The image portrayed the slaughterman training a rifle at the head of an animal obviously at the point of shooting it. The page 5 photograph carried the caption Slaughterman Kent Sambells has had to destroy 50 cows affected by drought in the Waikato. More pictures at listener.co.nz.
The Press Council does not uphold the complaint.
The story covered an apparent upsurge in the number of cattle being destroyed on North Island farms, the upsurge being attributed to the recent drought. The story claimed pet food processors were busy with more destroyed animals than usual being delivered up to them. The story referred to the slaughterman Mr Sambells’ increased workload in the previous week, he having destroyed 50 “ailing” cattle when normally his workload was half that. The story referred to a West Huntly farmer who had asked Mr Sambells to destroy two of his cattle. One, “Cocopops”, had fallen in the yard and injured its hip and a second was suffering from eczema. The farmer indicated that one of the reasons that these animals had been put down was the lack of feed caused by the drought. The story reported a Primary Industries Ministry spokesman as saying there had been no change in the condition of stock generally as a result of the summer drought.

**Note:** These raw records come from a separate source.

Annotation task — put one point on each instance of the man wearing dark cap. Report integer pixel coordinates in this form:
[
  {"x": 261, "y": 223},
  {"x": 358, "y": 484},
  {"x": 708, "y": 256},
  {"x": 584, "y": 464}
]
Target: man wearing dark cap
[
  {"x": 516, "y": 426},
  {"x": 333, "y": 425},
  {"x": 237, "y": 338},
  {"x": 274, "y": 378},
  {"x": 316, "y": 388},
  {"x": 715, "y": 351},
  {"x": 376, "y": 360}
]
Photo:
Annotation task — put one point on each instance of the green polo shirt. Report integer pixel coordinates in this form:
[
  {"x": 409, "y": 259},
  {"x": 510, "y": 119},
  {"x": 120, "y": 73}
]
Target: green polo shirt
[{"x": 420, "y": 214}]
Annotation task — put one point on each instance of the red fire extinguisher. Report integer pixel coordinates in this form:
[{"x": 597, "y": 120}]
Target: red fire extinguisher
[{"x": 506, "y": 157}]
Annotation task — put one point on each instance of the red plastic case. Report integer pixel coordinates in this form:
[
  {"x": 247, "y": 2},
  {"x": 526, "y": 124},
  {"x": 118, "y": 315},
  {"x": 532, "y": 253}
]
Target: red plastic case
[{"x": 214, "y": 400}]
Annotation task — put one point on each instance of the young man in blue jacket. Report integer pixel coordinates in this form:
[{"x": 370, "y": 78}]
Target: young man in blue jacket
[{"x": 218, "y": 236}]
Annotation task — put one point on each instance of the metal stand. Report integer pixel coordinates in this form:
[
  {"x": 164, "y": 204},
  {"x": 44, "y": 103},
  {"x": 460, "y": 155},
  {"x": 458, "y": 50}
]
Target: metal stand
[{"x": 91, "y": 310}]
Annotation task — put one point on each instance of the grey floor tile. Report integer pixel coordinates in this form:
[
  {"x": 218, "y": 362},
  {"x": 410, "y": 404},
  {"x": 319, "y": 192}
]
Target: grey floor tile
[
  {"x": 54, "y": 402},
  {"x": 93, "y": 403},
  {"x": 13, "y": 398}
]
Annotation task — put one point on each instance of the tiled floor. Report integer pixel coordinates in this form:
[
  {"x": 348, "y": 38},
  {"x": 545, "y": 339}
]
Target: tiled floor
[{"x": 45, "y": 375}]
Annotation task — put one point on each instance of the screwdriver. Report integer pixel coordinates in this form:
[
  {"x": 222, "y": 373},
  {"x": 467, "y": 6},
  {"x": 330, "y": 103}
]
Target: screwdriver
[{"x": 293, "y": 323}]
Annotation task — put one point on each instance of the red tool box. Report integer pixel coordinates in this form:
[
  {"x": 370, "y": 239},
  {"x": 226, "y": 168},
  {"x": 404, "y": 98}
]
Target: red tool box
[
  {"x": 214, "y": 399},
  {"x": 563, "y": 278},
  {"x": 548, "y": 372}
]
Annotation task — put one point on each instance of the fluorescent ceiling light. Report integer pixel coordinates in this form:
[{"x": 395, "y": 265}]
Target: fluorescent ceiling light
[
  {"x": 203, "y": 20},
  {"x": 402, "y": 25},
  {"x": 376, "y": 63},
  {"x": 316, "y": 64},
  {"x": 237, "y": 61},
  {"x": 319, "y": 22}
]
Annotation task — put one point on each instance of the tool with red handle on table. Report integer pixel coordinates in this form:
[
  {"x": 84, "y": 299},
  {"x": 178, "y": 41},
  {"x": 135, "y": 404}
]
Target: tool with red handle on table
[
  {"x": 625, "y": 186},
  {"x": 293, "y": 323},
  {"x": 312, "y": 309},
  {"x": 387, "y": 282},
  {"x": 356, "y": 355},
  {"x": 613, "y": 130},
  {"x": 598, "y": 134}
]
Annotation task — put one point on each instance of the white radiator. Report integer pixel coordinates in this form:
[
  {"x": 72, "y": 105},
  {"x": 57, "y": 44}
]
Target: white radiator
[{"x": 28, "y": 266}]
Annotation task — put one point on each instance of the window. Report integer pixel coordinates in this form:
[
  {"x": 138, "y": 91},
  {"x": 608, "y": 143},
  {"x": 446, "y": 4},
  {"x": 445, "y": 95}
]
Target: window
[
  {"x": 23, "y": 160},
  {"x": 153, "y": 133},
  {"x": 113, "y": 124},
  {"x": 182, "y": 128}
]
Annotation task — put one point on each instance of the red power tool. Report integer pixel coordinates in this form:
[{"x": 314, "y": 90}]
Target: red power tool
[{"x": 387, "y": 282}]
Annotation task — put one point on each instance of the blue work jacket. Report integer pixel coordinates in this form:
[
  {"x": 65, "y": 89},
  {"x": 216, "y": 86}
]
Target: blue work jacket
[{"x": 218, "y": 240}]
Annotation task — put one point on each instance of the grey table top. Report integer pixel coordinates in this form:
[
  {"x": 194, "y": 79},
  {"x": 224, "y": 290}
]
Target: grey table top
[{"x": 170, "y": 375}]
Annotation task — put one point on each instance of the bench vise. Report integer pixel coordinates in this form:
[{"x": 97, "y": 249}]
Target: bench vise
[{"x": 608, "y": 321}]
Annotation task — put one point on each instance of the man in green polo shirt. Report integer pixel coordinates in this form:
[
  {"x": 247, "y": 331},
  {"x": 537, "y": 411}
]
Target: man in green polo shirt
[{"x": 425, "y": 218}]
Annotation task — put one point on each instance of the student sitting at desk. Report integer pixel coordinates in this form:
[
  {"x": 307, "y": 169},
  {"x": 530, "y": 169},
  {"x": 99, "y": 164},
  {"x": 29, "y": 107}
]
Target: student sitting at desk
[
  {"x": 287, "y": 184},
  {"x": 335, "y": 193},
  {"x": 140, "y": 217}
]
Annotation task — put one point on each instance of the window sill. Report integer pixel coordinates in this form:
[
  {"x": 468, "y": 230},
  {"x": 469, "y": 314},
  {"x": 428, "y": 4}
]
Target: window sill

Federated Farmers says the story breached Principles 5 and 10 on, basically, two grounds. First, the use of the “shocking” photograph implied there was a major stock issue on all drought affected farms. The use of the photograph was inappropriate since the animal in question had been injured by an accident unconnected with the drought. It was wrong for the Herald to use the photograph without explaining the true circumstances. Secondly, Federated Farmers claims that any person of “average intelligence” seeing the photograph, headlines and caption would conclude that “the drought was so severe that farmers were shooting their stock en-masse”. Federated Farmers claims that the Herald’s approach with the story and photograph amounted to a “false, misleading and a damaging slur not supported by the truth”.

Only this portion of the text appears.